LUBBOCK, Texas (AP) - Special education teachers go to work every day expecting to be hit, punched and kicked.

“It’s part of our job description,” said Kami Finger, executive director of special education for the Lubbock Independent School District.

But Finger, a former teacher, told the Lubbock Avalanche-Journal (http://bit.ly/1gX3QhZ) that she believes it’s a gift - a calling that stays with special education teachers even on days when some feel like pulling their hair out, or they had a student try.

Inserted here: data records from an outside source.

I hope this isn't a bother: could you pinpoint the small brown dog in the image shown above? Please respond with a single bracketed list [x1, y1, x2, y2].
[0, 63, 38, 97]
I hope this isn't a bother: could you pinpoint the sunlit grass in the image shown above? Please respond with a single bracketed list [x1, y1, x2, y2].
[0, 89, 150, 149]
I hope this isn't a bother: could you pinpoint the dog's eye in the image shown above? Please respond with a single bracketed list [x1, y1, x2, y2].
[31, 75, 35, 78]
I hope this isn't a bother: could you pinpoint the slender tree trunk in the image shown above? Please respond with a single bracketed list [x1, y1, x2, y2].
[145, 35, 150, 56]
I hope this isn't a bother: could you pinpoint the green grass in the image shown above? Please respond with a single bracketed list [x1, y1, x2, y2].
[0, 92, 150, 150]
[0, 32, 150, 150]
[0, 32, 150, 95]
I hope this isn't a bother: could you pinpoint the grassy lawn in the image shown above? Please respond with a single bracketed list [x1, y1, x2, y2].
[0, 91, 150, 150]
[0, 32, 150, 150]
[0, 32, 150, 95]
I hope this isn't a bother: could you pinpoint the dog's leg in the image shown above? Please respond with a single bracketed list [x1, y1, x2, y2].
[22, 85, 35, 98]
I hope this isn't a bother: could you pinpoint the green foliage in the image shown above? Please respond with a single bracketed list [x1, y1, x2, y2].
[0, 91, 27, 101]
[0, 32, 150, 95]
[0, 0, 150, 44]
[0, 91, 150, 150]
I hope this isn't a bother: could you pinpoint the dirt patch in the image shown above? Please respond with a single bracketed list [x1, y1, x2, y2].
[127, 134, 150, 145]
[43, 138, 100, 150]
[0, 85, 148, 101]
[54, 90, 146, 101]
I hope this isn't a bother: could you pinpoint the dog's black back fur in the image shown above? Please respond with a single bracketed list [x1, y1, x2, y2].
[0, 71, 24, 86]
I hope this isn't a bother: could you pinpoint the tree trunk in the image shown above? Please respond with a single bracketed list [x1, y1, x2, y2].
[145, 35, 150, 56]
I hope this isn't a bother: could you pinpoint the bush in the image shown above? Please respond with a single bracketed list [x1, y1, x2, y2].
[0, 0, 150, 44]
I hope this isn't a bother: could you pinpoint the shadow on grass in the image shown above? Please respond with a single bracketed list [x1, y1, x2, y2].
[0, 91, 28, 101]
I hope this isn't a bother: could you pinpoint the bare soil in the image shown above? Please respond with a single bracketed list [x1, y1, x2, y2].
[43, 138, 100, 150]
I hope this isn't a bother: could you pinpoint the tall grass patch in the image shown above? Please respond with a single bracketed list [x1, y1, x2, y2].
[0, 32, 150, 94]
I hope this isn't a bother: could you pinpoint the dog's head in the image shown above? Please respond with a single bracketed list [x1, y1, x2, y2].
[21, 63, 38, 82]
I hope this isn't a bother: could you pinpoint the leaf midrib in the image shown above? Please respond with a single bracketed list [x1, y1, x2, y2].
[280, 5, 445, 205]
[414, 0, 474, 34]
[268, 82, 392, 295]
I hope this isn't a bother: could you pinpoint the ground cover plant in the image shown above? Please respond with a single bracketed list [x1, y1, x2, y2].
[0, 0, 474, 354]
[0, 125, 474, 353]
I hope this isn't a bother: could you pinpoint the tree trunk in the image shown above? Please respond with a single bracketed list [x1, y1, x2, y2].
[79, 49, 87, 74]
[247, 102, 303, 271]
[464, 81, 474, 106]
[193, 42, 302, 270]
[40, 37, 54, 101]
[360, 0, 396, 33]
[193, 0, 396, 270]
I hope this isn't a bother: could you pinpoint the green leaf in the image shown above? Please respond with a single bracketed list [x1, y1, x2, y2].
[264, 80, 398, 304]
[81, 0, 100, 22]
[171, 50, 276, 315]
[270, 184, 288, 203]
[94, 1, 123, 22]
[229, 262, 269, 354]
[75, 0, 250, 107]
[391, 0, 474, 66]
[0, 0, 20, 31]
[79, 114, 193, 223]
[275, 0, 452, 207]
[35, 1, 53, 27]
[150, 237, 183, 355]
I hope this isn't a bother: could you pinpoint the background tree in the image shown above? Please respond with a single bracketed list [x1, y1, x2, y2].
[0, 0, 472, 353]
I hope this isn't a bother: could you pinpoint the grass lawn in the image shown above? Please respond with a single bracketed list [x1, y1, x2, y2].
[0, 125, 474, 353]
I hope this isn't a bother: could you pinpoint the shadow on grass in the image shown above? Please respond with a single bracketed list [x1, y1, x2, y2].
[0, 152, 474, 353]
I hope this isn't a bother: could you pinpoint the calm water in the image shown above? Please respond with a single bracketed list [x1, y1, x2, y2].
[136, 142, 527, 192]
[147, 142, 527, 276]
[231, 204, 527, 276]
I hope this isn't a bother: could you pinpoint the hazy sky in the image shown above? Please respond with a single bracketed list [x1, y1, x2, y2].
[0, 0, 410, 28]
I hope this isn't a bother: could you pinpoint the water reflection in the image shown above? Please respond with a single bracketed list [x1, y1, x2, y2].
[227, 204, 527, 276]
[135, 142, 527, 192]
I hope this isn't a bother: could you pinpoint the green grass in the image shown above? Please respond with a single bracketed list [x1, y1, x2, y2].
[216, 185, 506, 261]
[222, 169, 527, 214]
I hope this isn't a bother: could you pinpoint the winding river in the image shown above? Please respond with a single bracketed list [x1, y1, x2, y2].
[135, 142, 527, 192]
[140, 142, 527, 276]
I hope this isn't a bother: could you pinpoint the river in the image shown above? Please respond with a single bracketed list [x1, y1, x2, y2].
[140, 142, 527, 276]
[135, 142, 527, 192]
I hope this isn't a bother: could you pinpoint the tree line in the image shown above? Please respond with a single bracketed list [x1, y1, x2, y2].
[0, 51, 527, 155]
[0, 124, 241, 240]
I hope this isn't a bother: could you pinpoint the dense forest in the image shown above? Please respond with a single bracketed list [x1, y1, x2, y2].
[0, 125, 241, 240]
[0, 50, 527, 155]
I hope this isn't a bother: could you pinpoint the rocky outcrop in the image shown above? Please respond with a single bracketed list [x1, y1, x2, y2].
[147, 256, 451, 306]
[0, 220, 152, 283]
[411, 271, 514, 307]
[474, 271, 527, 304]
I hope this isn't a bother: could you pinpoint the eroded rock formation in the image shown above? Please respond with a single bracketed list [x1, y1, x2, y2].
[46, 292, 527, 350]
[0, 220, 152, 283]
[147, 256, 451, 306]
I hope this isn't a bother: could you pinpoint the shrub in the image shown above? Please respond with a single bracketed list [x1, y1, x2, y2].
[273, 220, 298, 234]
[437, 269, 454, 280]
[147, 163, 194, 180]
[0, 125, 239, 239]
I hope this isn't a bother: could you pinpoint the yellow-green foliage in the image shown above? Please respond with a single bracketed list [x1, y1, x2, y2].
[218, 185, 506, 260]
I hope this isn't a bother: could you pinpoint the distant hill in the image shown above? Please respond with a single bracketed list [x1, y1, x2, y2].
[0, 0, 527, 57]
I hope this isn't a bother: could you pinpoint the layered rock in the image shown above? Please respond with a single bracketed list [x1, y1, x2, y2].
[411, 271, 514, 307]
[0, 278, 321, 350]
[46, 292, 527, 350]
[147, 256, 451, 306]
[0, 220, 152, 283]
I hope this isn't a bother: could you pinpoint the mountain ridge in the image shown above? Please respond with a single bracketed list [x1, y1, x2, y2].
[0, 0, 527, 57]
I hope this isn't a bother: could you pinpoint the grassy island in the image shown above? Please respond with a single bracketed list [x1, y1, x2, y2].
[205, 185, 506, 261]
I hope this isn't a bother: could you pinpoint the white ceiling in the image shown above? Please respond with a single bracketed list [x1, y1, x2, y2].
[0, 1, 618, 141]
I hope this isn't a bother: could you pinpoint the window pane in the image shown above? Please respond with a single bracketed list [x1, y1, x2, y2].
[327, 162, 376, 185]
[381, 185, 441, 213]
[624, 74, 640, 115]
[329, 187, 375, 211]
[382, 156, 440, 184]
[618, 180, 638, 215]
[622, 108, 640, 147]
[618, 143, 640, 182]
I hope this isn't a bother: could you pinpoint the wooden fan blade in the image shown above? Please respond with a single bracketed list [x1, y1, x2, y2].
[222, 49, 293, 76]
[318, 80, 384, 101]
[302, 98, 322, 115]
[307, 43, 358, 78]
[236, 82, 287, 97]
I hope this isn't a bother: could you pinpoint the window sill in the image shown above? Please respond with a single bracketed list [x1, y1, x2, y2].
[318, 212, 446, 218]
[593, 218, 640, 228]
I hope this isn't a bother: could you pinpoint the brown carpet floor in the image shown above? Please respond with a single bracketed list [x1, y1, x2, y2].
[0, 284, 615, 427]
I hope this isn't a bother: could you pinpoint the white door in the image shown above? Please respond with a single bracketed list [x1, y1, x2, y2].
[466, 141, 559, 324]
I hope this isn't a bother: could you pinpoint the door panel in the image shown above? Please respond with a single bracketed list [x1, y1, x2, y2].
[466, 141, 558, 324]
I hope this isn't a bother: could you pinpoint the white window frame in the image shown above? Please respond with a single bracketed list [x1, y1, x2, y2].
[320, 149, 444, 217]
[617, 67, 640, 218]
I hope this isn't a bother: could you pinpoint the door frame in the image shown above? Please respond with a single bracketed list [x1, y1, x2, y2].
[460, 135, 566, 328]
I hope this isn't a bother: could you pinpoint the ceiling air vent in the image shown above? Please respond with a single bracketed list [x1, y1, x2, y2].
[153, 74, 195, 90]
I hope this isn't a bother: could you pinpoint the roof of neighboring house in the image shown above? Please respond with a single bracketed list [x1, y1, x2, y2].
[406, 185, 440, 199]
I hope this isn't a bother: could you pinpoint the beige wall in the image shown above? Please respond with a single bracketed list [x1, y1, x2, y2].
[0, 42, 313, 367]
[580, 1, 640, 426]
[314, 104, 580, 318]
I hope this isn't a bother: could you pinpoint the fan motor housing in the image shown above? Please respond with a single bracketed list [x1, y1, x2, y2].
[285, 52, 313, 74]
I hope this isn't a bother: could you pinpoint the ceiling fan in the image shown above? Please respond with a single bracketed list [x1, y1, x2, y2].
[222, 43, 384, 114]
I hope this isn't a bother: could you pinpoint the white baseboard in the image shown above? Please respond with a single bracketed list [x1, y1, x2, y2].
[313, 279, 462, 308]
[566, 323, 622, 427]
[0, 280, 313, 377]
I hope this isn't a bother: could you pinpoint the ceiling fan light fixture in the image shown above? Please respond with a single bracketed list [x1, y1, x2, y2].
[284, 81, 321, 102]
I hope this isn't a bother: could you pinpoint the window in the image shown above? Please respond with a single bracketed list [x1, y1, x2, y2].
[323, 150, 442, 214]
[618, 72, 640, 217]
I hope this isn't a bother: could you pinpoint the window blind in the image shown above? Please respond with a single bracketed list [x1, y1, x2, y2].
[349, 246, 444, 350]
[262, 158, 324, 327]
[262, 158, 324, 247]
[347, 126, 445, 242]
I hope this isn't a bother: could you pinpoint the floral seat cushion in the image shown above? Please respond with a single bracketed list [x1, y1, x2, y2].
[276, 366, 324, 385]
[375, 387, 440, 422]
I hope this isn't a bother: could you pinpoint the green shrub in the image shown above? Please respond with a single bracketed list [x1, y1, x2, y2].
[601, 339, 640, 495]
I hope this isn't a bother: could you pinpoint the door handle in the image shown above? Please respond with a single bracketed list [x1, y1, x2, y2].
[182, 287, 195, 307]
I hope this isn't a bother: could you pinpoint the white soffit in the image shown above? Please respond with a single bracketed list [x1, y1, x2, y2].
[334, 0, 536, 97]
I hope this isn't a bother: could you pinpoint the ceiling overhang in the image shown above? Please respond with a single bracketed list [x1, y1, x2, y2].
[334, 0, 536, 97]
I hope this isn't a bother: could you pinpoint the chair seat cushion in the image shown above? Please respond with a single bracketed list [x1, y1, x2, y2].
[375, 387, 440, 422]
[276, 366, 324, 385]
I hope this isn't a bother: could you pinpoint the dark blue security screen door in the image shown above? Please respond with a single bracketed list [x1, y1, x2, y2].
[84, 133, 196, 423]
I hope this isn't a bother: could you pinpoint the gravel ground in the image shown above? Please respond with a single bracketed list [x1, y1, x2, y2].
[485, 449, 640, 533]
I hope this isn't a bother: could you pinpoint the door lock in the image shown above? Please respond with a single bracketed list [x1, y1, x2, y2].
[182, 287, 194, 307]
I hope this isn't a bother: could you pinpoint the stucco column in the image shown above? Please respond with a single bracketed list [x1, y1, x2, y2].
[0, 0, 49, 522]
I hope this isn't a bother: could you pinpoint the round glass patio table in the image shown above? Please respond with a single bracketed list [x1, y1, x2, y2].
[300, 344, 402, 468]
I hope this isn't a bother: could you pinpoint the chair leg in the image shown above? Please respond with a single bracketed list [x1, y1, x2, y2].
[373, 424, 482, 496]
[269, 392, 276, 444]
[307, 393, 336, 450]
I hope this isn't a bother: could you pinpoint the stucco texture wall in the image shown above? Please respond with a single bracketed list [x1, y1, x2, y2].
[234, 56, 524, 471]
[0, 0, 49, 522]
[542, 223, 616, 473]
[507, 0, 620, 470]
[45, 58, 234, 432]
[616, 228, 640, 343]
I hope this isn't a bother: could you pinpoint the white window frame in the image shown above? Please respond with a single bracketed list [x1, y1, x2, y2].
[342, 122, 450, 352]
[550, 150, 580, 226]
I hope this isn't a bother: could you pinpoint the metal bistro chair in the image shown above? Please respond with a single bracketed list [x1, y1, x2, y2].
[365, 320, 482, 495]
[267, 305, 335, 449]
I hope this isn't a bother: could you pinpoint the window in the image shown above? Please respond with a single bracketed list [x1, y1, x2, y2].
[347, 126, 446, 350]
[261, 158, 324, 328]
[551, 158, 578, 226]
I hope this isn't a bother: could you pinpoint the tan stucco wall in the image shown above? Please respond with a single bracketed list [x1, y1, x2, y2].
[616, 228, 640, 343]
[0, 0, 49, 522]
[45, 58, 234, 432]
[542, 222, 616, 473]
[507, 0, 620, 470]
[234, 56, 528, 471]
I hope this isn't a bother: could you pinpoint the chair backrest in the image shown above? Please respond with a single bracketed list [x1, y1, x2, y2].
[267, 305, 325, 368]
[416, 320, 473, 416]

LISD recently allowed A-J Media to tour the district’s special education classrooms and facilities - a tour that revealed the bond between a special needs student and his or her teacher.

It’s a relationship parents David and Jennifer Taylor rely on when they send their daughter Ashley, 14, to seventh grade at Irons Middle School every day.

David Taylor remembers parking in front of his daughter’s elementary school a few years ago and walking around the building toward the playground. He saw boys playing basketball, girls playing tag and another group of kids climbing the jungle gym.

But what he saw next broke his heart, Taylor said during a recent interview at the family’s home. Ashley was playing on the sidelines. By herself.

When the Taylors adopted Ashley, she was 2. Over the next year and a half they adopted her younger brother and sister, now 10-year-olds Grant and Brooke.

Ashley was small, malnourished and had been neglected, Jennifer Taylor said, so they knew she’d have developmental delays. They suspected fetal alcohol syndrome, but Child Protective Services told the Taylors Ashley’s birth mother had not consumed alcohol during her pregnancy.

When Ashley was 5, however, she was diagnosed with FAS at about the same time Grant was diagnosed with autism.

Because of FAS, Ashley has bipolar disorder, brain damage and neuromuscular damage. She also struggles with anxiety issues, her mom said. In 2010, Jennifer Taylor wrote a book about her experiences with FAS and called it “Forfeiting All Sanity,” using the same first letters of the syndrome in her title.

“She’s one-on-one care 24-7, pretty much,” Jennifer Taylor said of her daughter.

But Ashley wasn’t getting that at her elementary school, and the Taylors eventually pulled her and her siblings out of the school district they were in.

Jennifer Taylor tried homeschooling all three children, but Ashley said she grew bored easily and that it wasn’t what she had expected.

That’s when the Taylors considered putting Ashley in LISD.